Bexar County commissioners create department focused on preventative health, receive elder abuse update
Bexar County commissioners last week created a new county agency to get local residents in better health and better prepared for the next pandemic.
The Department of Health and Environmental Services will be funded with $2 million from federal COVID relief funds. A major preventative care messaging campaign is expected from the new department. Local health officials report 71% of local residents were found to be either overweight or obese in recent years.
Commissioners approved the hiring of three new staffers, including a public health director, to lead the county department, which could start up in half-a-year or after the next county budget cycle.
Bexar County Manager David Smith proposed the new department, which he said brings together existing county departments related to health and the environment. County officials said the pandemic unmasked flaws in the county's approach to public health.
Judge Nelson Wolff said preventative care could have spared many lives during the pandemic.

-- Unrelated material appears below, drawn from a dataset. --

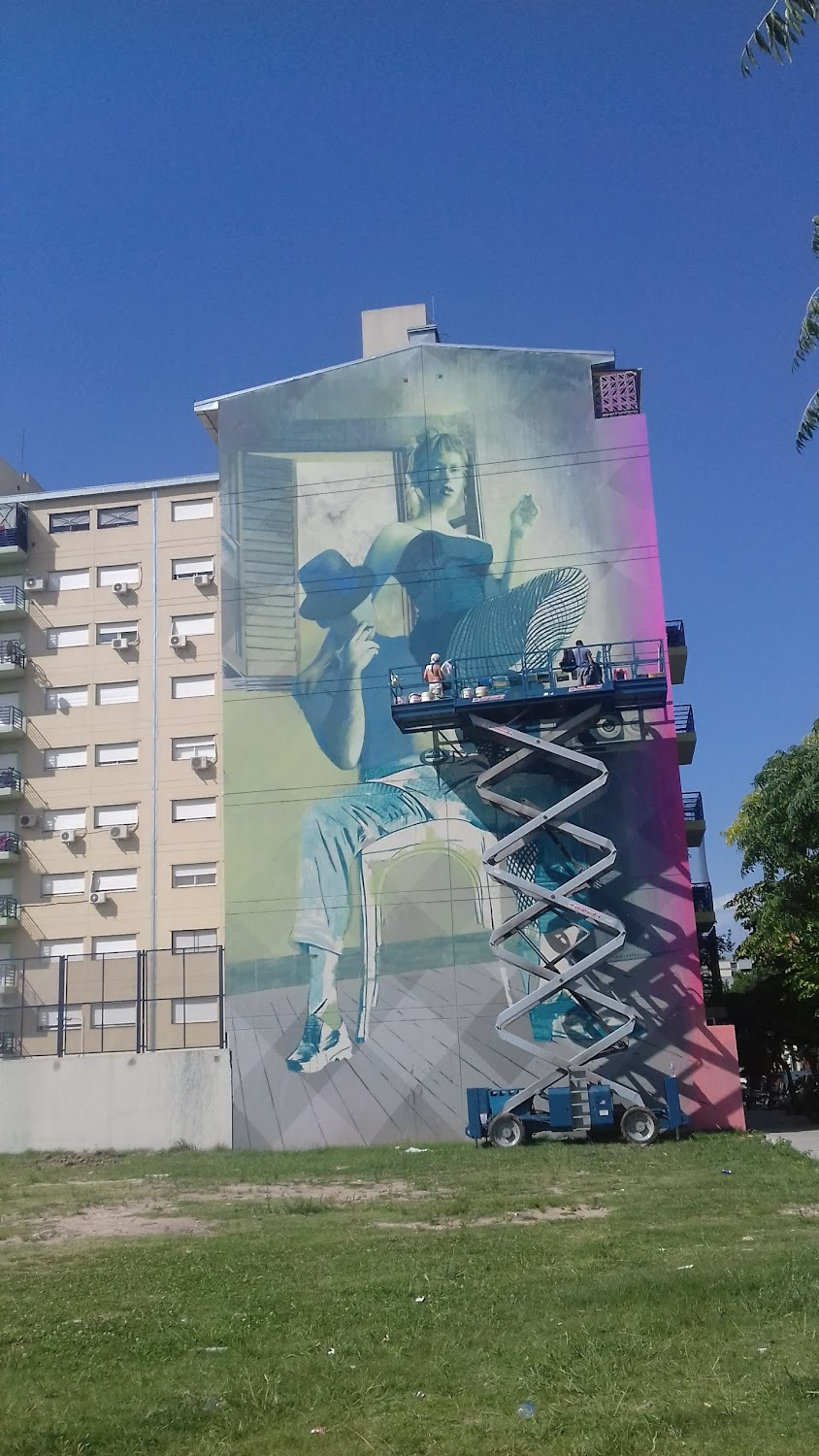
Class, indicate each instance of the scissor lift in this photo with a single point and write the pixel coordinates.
(528, 716)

"Over 5,300 and some odd of our citizens died from COVID-19 and most of them had underlying health conditions," Wolff said.
Conditions like heart and lung disease, obesity, and diabetes which largely could have been prevented through healthier lifestyles.
Commissioners also approved a proclamation to declare June Elder Abuse Prevention Month. Samantha Hernandez, a local unit supervisor of the Texas Department of Adult Protect Services, told commissioners Bexar County has a high rate of elder abuse.
"In 2021, Bexar County adult protective service staff received 10,082 reports of abuse, neglect, or financial exploitation. Bexar County continues to receive the second highest number of abuse, neglect, and exploitation reports in the state," she said.
Statewide, Hernandez said more than 100,000 older Texans were victims.
Elder abuse can be reported to a statewide hotline at 1-800-252-5400.
Commissioners have beefed up funding for the district attorney to better prosecute crimes against the elderly.
Commissioners also approved two major road projects on opposite ends of the county totaling nearly $4.5 million.
Most of that funding will be spent on improving a flood prone stretch of Pearsall Road near McNair Middle School in Southwest Bexar County.
The county's Director of Public Works Renee Green told commissioners it will make the roadway safer for school traffic.
"That particular area is where Elm Creek crosses, and so it's a low water crossing now and subject to flooding. We're going to replace the existing culverts with a 200-foot long bridge class structure," she said.
The other approved road project involves safety improvements to the intersection at Borgfeld Drive and Kinder Parkway at the Kinder Ranch home development in far North Bexar County.